Eclipse raises $1.3B across two funds to back the next era of physical industries



Fund VI ($720M) targets early-stage companies in robotics, manufacturing, and energy. Early Growth Fund III ($591M) supports companies scaling toward Series A. Total AUM is now approximately $10 billion.


Eclipse, the Palo Alto-based venture firm that backs companies rebuilding physical industries, has closed $1.3 billion across two funds simultaneously. Eclipse Fund VI has raised $720 million for early-stage investments, and Early Growth Fund III has raised $591 million to support companies approaching commercial scale.

The raise brings Eclipse’s total assets under management to approximately $10 billion.

Eclipse was founded in 2015 by Lior Susan on the thesis that the most consequential companies of the next decade would be built not in software but in physical industries, the systems that move, make, and power the real world.

That means manufacturing, robotics, energy, agriculture, and critical infrastructure: sectors that together account for the majority of global GDP but have historically attracted a fraction of the venture capital that flows into enterprise software.

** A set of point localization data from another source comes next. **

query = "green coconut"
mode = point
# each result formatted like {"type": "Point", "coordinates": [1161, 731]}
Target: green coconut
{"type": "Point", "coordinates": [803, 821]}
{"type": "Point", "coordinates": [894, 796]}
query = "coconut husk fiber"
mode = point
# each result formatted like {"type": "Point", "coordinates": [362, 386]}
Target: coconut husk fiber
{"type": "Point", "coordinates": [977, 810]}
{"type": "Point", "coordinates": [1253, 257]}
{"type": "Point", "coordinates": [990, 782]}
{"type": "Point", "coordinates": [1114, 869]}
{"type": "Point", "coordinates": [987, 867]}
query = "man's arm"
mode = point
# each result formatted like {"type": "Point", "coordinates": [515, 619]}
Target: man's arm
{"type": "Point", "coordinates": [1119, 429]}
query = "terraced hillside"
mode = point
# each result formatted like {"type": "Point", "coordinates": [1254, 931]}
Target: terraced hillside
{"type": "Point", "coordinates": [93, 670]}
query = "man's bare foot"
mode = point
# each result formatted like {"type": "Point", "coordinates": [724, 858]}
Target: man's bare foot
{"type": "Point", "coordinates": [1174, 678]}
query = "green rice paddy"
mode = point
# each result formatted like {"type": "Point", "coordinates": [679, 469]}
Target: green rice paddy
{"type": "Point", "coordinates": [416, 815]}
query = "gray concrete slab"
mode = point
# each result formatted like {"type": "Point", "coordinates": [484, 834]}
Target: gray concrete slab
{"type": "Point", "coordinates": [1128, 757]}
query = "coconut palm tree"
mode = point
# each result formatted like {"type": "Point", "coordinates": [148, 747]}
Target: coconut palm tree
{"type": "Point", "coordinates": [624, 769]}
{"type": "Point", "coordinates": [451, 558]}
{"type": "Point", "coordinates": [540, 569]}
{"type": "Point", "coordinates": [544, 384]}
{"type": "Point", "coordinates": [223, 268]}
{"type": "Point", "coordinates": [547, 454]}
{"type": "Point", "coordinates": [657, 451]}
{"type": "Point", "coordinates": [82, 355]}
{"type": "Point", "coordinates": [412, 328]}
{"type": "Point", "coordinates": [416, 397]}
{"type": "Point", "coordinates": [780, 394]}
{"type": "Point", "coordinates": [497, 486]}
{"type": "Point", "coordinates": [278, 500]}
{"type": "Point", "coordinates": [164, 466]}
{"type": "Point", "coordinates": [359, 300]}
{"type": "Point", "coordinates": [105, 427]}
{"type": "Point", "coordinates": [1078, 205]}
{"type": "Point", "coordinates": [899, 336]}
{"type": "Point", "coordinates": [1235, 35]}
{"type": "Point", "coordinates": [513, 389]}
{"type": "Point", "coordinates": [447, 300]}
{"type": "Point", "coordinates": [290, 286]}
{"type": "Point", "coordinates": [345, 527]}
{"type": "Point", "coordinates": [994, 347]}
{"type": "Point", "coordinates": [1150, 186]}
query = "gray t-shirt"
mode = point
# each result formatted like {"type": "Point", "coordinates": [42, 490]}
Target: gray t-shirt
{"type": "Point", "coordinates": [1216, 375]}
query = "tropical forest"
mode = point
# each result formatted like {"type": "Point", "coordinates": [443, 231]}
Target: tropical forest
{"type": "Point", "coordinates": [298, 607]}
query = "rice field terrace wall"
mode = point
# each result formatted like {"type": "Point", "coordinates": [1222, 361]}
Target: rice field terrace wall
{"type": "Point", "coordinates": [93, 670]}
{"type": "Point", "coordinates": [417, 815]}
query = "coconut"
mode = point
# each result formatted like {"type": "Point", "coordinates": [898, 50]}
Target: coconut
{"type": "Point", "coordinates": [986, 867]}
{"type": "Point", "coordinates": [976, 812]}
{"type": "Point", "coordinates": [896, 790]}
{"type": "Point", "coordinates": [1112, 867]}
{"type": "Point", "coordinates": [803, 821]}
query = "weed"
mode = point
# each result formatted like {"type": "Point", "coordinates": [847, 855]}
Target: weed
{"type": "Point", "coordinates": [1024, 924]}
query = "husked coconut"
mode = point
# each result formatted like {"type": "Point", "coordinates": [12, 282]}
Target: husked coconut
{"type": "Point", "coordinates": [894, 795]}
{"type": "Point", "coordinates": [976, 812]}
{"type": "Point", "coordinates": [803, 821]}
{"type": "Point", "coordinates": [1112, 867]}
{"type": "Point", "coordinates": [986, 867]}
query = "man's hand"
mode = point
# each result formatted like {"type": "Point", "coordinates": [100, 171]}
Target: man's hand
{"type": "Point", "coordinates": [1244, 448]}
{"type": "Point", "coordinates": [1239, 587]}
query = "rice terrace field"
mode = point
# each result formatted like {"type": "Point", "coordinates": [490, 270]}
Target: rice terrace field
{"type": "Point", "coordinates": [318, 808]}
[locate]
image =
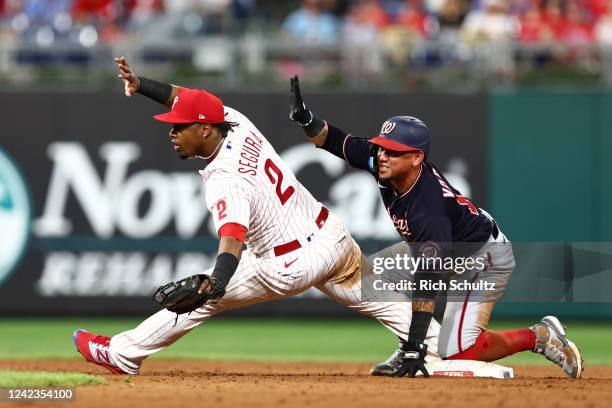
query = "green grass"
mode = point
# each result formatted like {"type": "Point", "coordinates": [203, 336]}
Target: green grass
{"type": "Point", "coordinates": [358, 340]}
{"type": "Point", "coordinates": [22, 379]}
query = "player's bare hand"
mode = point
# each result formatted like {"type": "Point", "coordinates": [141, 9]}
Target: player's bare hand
{"type": "Point", "coordinates": [130, 80]}
{"type": "Point", "coordinates": [297, 109]}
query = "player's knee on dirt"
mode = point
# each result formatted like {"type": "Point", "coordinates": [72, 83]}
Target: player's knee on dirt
{"type": "Point", "coordinates": [449, 345]}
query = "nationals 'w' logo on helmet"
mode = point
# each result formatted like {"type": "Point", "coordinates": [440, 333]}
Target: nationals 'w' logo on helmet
{"type": "Point", "coordinates": [387, 127]}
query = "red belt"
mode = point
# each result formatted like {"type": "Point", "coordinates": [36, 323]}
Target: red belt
{"type": "Point", "coordinates": [295, 244]}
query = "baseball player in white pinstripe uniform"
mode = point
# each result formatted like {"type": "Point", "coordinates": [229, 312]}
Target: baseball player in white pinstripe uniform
{"type": "Point", "coordinates": [293, 242]}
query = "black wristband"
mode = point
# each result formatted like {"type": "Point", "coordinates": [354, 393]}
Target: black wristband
{"type": "Point", "coordinates": [315, 126]}
{"type": "Point", "coordinates": [158, 91]}
{"type": "Point", "coordinates": [418, 327]}
{"type": "Point", "coordinates": [225, 267]}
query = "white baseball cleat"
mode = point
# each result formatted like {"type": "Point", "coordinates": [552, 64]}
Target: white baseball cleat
{"type": "Point", "coordinates": [391, 365]}
{"type": "Point", "coordinates": [552, 342]}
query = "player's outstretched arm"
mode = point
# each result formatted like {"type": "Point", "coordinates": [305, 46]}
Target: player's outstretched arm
{"type": "Point", "coordinates": [132, 83]}
{"type": "Point", "coordinates": [314, 127]}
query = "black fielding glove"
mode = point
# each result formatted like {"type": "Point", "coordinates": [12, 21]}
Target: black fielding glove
{"type": "Point", "coordinates": [413, 360]}
{"type": "Point", "coordinates": [186, 296]}
{"type": "Point", "coordinates": [297, 109]}
{"type": "Point", "coordinates": [299, 113]}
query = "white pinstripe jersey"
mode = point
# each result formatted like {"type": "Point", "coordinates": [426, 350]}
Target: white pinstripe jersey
{"type": "Point", "coordinates": [248, 183]}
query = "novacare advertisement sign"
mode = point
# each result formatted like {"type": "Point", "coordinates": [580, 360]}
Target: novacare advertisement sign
{"type": "Point", "coordinates": [96, 210]}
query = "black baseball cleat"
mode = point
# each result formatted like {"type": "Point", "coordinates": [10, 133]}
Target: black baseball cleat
{"type": "Point", "coordinates": [388, 367]}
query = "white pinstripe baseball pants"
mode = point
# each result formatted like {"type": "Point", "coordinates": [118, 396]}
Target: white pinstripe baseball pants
{"type": "Point", "coordinates": [330, 262]}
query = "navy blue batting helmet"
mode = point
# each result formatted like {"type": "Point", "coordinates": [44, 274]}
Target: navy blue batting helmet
{"type": "Point", "coordinates": [403, 134]}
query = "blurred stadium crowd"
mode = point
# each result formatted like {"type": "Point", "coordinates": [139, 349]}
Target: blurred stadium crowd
{"type": "Point", "coordinates": [368, 39]}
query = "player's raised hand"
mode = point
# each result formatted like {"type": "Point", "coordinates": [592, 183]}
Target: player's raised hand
{"type": "Point", "coordinates": [413, 360]}
{"type": "Point", "coordinates": [297, 109]}
{"type": "Point", "coordinates": [130, 80]}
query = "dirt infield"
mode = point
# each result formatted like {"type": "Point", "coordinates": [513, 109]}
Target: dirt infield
{"type": "Point", "coordinates": [235, 384]}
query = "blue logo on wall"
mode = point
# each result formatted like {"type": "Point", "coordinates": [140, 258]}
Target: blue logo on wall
{"type": "Point", "coordinates": [15, 216]}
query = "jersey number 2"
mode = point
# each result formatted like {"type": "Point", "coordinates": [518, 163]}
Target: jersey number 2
{"type": "Point", "coordinates": [221, 207]}
{"type": "Point", "coordinates": [271, 170]}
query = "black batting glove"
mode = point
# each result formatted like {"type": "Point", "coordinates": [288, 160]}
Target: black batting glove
{"type": "Point", "coordinates": [413, 360]}
{"type": "Point", "coordinates": [298, 112]}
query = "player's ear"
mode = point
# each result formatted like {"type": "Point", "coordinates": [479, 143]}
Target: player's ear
{"type": "Point", "coordinates": [419, 158]}
{"type": "Point", "coordinates": [206, 129]}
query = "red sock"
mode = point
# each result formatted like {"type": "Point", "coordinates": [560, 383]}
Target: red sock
{"type": "Point", "coordinates": [493, 345]}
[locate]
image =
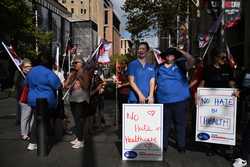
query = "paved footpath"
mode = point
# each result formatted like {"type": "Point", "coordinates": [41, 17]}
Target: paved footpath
{"type": "Point", "coordinates": [103, 149]}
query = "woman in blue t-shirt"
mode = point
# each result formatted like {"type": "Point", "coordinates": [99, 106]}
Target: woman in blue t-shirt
{"type": "Point", "coordinates": [173, 91]}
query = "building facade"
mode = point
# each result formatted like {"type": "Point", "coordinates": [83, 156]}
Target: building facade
{"type": "Point", "coordinates": [99, 12]}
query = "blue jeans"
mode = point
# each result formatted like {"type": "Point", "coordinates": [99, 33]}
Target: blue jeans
{"type": "Point", "coordinates": [175, 113]}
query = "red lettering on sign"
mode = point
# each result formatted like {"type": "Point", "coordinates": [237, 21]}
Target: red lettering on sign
{"type": "Point", "coordinates": [139, 128]}
{"type": "Point", "coordinates": [138, 138]}
{"type": "Point", "coordinates": [133, 116]}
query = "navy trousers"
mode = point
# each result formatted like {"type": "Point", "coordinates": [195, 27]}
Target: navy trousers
{"type": "Point", "coordinates": [175, 113]}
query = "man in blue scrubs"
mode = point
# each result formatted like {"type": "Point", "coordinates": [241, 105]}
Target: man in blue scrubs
{"type": "Point", "coordinates": [173, 92]}
{"type": "Point", "coordinates": [141, 76]}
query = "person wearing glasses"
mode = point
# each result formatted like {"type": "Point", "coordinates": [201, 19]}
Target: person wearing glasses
{"type": "Point", "coordinates": [217, 75]}
{"type": "Point", "coordinates": [141, 77]}
{"type": "Point", "coordinates": [78, 82]}
{"type": "Point", "coordinates": [173, 92]}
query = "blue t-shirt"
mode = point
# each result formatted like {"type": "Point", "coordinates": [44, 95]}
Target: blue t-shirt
{"type": "Point", "coordinates": [43, 83]}
{"type": "Point", "coordinates": [172, 84]}
{"type": "Point", "coordinates": [142, 76]}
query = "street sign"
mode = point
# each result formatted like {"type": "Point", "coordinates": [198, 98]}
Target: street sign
{"type": "Point", "coordinates": [142, 132]}
{"type": "Point", "coordinates": [216, 115]}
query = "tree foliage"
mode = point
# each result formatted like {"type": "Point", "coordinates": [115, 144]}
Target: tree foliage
{"type": "Point", "coordinates": [18, 25]}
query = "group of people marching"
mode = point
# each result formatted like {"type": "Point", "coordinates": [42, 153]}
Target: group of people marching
{"type": "Point", "coordinates": [84, 86]}
{"type": "Point", "coordinates": [170, 84]}
{"type": "Point", "coordinates": [137, 82]}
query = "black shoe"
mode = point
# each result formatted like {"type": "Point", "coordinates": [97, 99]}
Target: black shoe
{"type": "Point", "coordinates": [182, 150]}
{"type": "Point", "coordinates": [210, 153]}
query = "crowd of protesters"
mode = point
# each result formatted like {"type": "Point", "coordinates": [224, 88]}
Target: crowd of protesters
{"type": "Point", "coordinates": [168, 84]}
{"type": "Point", "coordinates": [139, 81]}
{"type": "Point", "coordinates": [45, 80]}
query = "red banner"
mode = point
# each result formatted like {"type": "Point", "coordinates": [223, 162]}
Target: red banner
{"type": "Point", "coordinates": [232, 12]}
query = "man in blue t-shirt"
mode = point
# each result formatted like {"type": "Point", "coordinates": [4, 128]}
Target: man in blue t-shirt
{"type": "Point", "coordinates": [141, 76]}
{"type": "Point", "coordinates": [43, 83]}
{"type": "Point", "coordinates": [173, 92]}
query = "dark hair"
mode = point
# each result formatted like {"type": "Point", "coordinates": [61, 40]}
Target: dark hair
{"type": "Point", "coordinates": [45, 60]}
{"type": "Point", "coordinates": [216, 53]}
{"type": "Point", "coordinates": [171, 51]}
{"type": "Point", "coordinates": [146, 44]}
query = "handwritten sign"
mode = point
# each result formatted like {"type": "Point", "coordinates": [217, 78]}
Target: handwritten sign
{"type": "Point", "coordinates": [142, 132]}
{"type": "Point", "coordinates": [216, 115]}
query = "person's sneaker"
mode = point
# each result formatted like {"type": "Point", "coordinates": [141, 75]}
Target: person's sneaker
{"type": "Point", "coordinates": [24, 137]}
{"type": "Point", "coordinates": [74, 141]}
{"type": "Point", "coordinates": [239, 163]}
{"type": "Point", "coordinates": [32, 147]}
{"type": "Point", "coordinates": [79, 144]}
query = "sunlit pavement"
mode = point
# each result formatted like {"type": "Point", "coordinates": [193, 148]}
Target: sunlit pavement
{"type": "Point", "coordinates": [102, 149]}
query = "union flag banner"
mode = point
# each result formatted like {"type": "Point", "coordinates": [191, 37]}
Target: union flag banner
{"type": "Point", "coordinates": [231, 12]}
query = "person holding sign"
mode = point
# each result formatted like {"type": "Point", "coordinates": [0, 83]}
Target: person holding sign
{"type": "Point", "coordinates": [217, 75]}
{"type": "Point", "coordinates": [141, 76]}
{"type": "Point", "coordinates": [173, 92]}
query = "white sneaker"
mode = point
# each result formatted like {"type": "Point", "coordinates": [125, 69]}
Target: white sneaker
{"type": "Point", "coordinates": [74, 141]}
{"type": "Point", "coordinates": [79, 144]}
{"type": "Point", "coordinates": [32, 147]}
{"type": "Point", "coordinates": [239, 163]}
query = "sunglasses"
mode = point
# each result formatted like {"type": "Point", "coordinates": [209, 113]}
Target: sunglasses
{"type": "Point", "coordinates": [27, 66]}
{"type": "Point", "coordinates": [76, 62]}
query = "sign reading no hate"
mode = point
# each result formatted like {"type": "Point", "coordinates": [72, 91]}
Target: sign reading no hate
{"type": "Point", "coordinates": [142, 132]}
{"type": "Point", "coordinates": [216, 115]}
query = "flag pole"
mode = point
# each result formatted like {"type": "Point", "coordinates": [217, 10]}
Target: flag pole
{"type": "Point", "coordinates": [13, 60]}
{"type": "Point", "coordinates": [116, 94]}
{"type": "Point", "coordinates": [208, 46]}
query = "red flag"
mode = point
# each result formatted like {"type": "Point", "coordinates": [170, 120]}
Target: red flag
{"type": "Point", "coordinates": [203, 40]}
{"type": "Point", "coordinates": [17, 59]}
{"type": "Point", "coordinates": [230, 58]}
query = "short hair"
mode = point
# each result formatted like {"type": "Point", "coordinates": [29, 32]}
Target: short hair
{"type": "Point", "coordinates": [146, 44]}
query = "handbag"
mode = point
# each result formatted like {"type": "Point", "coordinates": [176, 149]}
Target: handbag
{"type": "Point", "coordinates": [24, 94]}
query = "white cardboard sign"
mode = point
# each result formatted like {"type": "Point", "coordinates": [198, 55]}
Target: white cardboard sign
{"type": "Point", "coordinates": [142, 132]}
{"type": "Point", "coordinates": [216, 115]}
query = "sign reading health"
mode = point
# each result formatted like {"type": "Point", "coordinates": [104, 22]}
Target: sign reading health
{"type": "Point", "coordinates": [142, 132]}
{"type": "Point", "coordinates": [216, 115]}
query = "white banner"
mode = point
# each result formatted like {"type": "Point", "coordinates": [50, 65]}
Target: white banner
{"type": "Point", "coordinates": [216, 115]}
{"type": "Point", "coordinates": [142, 132]}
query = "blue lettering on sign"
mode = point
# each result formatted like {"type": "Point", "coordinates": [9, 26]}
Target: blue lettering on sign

Susan frames the fund not as a conventional portfolio but as what he calls a connected industrial economy, a network of companies that share infrastructure, customers, talent, and accumulated operational insight to move faster than they could in isolation.

The dual-fund structure reflects the two distinct phases Eclipse backs. Fund VI targets early-stage companies at the point of initial capitalisation, writing cheques typically between seed and Series A.

Early Growth Fund III bridges the gap between proven product and commercial scale, the stage at which hardware-intensive companies face their most capital-intensive challenges and where execution risk is highest.

Bloomberg reported on the raise, with Susan speaking to the accelerating pace of change in physical industries as artificial intelligence, improved robotics hardware, and renewed US industrial policy combine to compress what were once decade-long development timelines.

Eclipse’s portfolio spans a range of physical industry categories. It backed Cerebras, the AI chip company that built the world’s largest chip to accelerate machine learning workloads, and Redwood Materials, the battery recycling company that raised a $350 million Series E led by Eclipse in October 2025.

The firm’s operator-first identity, its partners include former operators from Amazon, Apple, and Samsara, is central to its pitch to founders building hardware-intensive companies: that their investors understand not just how to fund factories but how to run them.